Normalisation methods

Centered log-ratio (CLR) transformation

\[ \operatorname{clr}(x_i) = \log\left(\frac{x_i}{g(\mathbf{x})}\right), \qquad g(\mathbf{x}) = \left( \prod_{j=1}^{D} x_j \right)^{1/D} \]

where

  • \( \mathbf{x} = (x_1, \dots, x_D) \) is the k-mer count vector for a single sample
  • \( x_i \) is the count of the \(i\)-th k-mer
  • \( D \) is the total number of k-mers
  • \( g(\mathbf{x}) \) is the geometric mean of the components of \( \mathbf{x} \)

Total Sum Scaling (TSS)

TSS normalizes each sample to unit sum, removing sequencing depth effects.
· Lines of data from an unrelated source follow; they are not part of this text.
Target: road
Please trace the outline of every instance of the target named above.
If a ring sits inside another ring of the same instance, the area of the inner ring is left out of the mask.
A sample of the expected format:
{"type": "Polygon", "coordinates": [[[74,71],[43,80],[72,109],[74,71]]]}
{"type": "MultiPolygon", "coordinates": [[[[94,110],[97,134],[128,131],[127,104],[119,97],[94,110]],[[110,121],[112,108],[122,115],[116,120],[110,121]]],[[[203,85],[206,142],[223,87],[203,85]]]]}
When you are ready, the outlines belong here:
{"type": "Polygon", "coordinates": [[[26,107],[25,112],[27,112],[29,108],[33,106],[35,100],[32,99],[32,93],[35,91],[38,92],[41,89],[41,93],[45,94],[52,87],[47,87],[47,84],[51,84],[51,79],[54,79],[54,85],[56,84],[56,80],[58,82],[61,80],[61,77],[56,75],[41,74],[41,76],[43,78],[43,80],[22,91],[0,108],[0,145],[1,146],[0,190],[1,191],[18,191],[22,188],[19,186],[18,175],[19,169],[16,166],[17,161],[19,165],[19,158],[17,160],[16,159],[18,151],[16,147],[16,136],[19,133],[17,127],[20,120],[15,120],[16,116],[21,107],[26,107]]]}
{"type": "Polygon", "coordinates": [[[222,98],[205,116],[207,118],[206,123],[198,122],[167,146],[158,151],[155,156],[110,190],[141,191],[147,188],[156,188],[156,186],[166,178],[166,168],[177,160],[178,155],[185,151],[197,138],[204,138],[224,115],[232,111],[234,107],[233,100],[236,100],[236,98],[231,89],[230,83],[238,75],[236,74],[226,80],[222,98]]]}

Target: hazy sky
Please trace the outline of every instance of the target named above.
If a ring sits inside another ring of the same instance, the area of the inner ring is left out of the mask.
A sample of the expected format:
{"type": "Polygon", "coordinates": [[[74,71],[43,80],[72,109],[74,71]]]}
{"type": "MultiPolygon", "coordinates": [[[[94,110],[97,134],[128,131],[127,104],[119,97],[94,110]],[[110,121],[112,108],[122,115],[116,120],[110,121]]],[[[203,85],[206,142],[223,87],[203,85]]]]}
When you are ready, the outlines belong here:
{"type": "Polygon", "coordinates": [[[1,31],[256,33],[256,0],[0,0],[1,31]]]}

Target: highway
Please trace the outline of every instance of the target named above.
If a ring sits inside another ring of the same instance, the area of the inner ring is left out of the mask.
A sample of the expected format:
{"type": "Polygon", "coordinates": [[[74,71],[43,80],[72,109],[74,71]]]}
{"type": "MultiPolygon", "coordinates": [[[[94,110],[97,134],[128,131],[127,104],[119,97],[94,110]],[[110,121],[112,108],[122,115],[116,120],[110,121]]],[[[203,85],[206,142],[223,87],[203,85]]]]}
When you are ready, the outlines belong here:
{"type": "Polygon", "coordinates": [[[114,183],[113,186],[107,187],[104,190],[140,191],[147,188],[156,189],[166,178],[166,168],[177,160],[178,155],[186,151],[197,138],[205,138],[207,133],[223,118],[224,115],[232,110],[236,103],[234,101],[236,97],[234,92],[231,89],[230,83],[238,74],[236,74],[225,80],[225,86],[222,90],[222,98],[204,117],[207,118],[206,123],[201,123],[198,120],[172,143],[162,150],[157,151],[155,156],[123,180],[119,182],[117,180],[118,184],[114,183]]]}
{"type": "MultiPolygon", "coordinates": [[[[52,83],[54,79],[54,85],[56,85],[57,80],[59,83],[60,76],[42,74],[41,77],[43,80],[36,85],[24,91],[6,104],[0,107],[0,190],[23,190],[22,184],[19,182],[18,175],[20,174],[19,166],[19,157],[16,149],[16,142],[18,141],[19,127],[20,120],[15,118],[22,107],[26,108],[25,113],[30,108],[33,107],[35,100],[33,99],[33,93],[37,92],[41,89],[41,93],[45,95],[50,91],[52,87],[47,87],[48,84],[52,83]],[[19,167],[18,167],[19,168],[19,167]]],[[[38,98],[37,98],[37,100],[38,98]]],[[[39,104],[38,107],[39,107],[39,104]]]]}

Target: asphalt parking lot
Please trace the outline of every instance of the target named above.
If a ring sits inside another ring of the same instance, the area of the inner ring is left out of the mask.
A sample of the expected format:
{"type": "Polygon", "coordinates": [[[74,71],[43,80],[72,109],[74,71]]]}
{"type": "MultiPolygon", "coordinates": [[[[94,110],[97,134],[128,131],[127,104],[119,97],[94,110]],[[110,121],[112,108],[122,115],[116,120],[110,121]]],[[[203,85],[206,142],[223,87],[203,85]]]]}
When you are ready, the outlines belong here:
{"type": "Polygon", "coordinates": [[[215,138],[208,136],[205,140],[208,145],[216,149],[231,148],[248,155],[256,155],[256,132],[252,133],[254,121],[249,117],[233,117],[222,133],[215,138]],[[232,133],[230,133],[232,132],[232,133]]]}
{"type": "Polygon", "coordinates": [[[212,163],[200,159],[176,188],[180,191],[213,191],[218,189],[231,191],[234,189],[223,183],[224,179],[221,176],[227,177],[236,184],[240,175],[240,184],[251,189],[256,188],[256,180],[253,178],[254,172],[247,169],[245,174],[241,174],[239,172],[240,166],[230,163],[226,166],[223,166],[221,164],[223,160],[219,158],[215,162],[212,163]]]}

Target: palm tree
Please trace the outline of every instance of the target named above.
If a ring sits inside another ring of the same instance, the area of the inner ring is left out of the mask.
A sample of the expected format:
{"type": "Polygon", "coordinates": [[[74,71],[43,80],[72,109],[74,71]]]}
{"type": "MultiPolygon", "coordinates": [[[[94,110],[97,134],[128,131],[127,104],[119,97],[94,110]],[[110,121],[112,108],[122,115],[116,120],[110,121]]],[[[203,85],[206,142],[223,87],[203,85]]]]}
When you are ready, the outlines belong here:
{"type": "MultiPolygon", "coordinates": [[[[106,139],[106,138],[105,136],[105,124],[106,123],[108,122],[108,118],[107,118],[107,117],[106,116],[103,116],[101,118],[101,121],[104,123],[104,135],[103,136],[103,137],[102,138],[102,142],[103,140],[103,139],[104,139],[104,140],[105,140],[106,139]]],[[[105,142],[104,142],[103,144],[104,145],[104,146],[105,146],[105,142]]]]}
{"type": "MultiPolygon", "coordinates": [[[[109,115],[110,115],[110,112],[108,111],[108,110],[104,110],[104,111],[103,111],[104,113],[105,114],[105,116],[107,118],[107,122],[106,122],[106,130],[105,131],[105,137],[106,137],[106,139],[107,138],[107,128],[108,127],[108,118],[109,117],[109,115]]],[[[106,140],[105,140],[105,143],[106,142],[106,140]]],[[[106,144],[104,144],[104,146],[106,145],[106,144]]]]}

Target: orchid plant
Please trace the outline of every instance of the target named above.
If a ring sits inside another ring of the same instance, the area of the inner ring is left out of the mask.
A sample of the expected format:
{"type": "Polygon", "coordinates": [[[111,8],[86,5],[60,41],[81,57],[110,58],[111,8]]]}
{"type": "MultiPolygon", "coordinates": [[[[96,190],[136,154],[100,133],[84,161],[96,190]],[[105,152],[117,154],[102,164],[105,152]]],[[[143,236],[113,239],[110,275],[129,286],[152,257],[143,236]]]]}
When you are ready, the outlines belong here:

\[ x_i^{\mathrm{TSS}} = \frac{x_i}{\sum_{j=1}^{D} x_j} \]

where

  • \( x_i \) is the count of the \(i\)-th k-mer
  • \( D \) is the number of k-mers
  • \( \sum_{j=1}^{D} x_j \) is the total count of all k-mers in the sample

Log-TSS transformation

\[ x_i^{\log\text{-}\mathrm{TSS}} = \log\left( \frac{x_i}{\sum_{j=1}^{D} x_j} \right) \]

where

  • \( x_i \) is the count of the \(i\)-th k-mer
  • \( D \) is the number of k-mers
  • the logarithm is applied element-wise

Row-wise log normalisation

\[ x_i^{\log} = \log\left( \frac{x_i}{\sum_{j=1}^{D} x_j} \right) \]

where

  • \( x_i \) is the count of the \(i\)-th k-mer
  • normalization is performed independently for each sample

(This transformation is mathematically equivalent to log-TSS?? check, either just conceptually different.)